Canine influenza (CIV) heeft geen invloed op mensen (of katten), maar geïnfecteerde honden ondervinden symptomen zoals hoesten, ademhalingsinfectie en koorts. Het beschikbare vaccin voorkomt niet noodzakelijk dat een hond de griep krijgt, maar het is nuttig om de ernst van de ziekte te verminderen als een hond besmet raakt.
Samenvatting
Dit nieuwe, sterk overdraagbare virus werd voor het eerst ontdekt in 2004 bij een groep race-windhonden in Florida. Onderzoekers leerden uiteindelijk dat de hondgriep zich ontwikkelde wanneer een influenzavirus voor paarden werd aangepast om honden te besmetten. Dit was een zeldzame gebeurtenis, omdat het nieuwe virus specifiek voor honden was (alleen overdraagbaar op andere honden).
CIV heeft gelokaliseerde ziekte-uitbraken veroorzaakt rond de Verenigde Staten en is gemeld in meer dan 30 staten plus het District of Columbia. Het wordt verdeeld tussen honden door direct contact (hoesten, niezen, likken in het gezicht) of indirect contact (vervuilde kommen, riemen, halsbanden, of de handen of kleding van mensen die met zieke honden omgaan).
Het slechte nieuws: vrijwel alle honden die aan CIV worden blootgesteld, raken besmet; 20 procent van de honden vertoont echter geen symptomen, maar kan het virus wel verspreiden.

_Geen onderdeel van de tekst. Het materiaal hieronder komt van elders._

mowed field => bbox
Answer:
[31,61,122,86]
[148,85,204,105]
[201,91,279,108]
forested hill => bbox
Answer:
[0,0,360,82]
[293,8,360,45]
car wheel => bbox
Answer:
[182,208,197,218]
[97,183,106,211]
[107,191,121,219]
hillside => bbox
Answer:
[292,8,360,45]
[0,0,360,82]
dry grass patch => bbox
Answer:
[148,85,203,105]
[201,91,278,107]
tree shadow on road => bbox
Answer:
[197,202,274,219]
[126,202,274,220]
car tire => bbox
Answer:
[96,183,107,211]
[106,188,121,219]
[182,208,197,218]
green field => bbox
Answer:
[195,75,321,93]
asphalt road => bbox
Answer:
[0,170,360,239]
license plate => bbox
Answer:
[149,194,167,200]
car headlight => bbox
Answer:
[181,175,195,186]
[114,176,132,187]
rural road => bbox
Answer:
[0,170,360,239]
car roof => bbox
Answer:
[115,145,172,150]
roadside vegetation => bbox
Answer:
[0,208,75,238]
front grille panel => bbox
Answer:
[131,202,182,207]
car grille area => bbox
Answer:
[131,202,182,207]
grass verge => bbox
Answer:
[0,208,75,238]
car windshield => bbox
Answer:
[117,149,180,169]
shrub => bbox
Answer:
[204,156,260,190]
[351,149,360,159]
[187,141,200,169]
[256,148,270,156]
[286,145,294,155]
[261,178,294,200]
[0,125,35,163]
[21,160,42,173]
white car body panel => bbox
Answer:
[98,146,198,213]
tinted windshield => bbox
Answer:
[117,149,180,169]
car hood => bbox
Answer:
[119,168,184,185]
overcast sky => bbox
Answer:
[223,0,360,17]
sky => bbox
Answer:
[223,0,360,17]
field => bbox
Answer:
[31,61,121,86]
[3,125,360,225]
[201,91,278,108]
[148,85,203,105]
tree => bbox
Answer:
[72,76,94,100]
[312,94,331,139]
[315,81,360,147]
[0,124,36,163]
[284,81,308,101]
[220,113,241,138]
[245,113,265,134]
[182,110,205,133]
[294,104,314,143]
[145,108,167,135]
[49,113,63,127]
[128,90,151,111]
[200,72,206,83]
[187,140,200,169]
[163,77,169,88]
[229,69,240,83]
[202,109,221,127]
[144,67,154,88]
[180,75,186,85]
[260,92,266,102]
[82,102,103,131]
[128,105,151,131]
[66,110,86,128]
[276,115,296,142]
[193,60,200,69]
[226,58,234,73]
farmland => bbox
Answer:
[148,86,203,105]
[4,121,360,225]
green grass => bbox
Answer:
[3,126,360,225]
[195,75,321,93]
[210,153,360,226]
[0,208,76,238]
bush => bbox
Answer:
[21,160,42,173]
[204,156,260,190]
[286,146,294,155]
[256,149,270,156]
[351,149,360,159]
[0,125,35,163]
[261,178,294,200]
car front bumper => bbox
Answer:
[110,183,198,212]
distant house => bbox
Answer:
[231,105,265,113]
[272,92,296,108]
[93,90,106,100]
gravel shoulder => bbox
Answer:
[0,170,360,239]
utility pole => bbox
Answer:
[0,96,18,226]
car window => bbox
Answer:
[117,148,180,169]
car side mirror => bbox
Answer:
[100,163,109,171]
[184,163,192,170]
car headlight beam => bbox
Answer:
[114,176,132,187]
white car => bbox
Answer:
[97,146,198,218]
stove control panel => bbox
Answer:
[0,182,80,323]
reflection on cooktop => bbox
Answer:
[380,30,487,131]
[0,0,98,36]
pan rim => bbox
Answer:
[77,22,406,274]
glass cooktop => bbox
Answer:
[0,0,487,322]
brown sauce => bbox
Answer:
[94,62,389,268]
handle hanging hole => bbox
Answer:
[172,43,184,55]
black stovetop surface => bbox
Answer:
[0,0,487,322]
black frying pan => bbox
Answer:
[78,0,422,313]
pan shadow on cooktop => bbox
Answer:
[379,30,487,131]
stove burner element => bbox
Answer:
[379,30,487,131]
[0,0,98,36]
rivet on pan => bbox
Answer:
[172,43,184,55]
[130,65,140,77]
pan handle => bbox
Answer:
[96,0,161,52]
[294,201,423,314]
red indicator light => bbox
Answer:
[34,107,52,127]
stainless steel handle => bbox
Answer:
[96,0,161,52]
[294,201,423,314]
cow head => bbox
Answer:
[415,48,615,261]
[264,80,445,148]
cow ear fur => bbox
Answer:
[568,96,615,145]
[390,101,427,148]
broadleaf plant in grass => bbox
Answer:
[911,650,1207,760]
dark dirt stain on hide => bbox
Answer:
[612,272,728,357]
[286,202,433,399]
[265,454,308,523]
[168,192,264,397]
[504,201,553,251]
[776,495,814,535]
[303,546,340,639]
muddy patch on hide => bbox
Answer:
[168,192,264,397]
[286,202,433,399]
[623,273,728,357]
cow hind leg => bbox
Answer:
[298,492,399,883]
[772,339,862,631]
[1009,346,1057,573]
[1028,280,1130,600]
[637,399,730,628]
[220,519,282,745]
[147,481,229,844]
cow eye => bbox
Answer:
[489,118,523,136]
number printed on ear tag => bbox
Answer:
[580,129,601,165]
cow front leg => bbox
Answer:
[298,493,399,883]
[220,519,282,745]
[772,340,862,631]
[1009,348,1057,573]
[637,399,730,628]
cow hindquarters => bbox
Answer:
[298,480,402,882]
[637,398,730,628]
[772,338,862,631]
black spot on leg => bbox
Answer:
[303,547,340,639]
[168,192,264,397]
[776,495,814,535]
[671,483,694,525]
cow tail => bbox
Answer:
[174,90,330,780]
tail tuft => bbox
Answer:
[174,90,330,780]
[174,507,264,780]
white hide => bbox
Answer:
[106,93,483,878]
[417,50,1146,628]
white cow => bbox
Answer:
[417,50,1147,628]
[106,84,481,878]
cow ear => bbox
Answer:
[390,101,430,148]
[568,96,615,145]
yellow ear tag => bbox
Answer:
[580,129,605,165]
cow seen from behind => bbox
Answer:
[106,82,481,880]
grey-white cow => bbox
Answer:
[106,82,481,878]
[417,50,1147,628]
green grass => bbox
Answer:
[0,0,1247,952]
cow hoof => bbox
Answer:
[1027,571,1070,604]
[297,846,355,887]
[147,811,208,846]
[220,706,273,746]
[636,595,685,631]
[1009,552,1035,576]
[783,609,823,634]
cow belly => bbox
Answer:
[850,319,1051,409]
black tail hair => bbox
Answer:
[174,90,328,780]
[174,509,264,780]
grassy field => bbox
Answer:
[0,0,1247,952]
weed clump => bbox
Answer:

Het goede nieuws: CIV infecteert mensen niet en tot nu toe is er geen documentatie dat katten besmet zijn geraakt door blootstelling aan geïnfecteerde honden.
Symptomen en identificatie
Tekenen van respiratoire infectie (hoesten, loopneus) worden meestal geassocieerd met CIV. Sommige honden worden echter ernstig ziek en krijgen hoge koorts, moeite met ademhalen of longontsteking.
Geïnfecteerde honden ontwikkelen gewoonlijk tekenen van ziekte binnen twee tot vier dagen nadat ze zijn blootgesteld. Typische locaties voor blootstelling zijn kennels, ziekenhuizen, trimsalons of hondenparken.
Helaas kan hondeninfluenza niet alleen met behulp van tekens worden gediagnosticeerd omdat de verschijnselen vergelijkbaar zijn met die van andere respiratoire aandoeningen bij honden (bijvoorbeeld het kennelhoestsyndroom). Voor honden die korte tijd ziek zijn geweest, kunnen dierenartsen de neus of keel afvegen en monsters voor analyse aan een diagnoselaboratorium aanbieden. Specifieke bloedtesten kunnen ook nuttig zijn bij het stellen van een diagnose.
Betrokken rassen
Deze infectieziekte kent geen raslimieten. Als ze worden blootgesteld, lopen alle honden het risico op infectie.
Behandeling
De behandeling omvat meestal ondersteunende zorg, waaronder vochttherapie, antibiotica (om eventuele secundaire bacteriële infecties te behandelen) en hoestmedicatie. Ernstig zieke honden hebben mogelijk een ziekenhuisopname nodig, maar de meeste getroffen honden hoeven alleen thuis in quarantaine te worden geplaatst, terwijl ze potentieel besmettelijk zijn (ongeveer twee weken).
het voorkomen
Wanneer honden samenkomen met andere honden, verhoogt dit hun risico op blootstelling aan CIV, zodat eigenaren op de hoogte moeten zijn van nieuws over een plaatselijke uitbraak. In dit geval mogen honden niet in contact komen met onbekende honden totdat de uitbraak onder controle is gebracht.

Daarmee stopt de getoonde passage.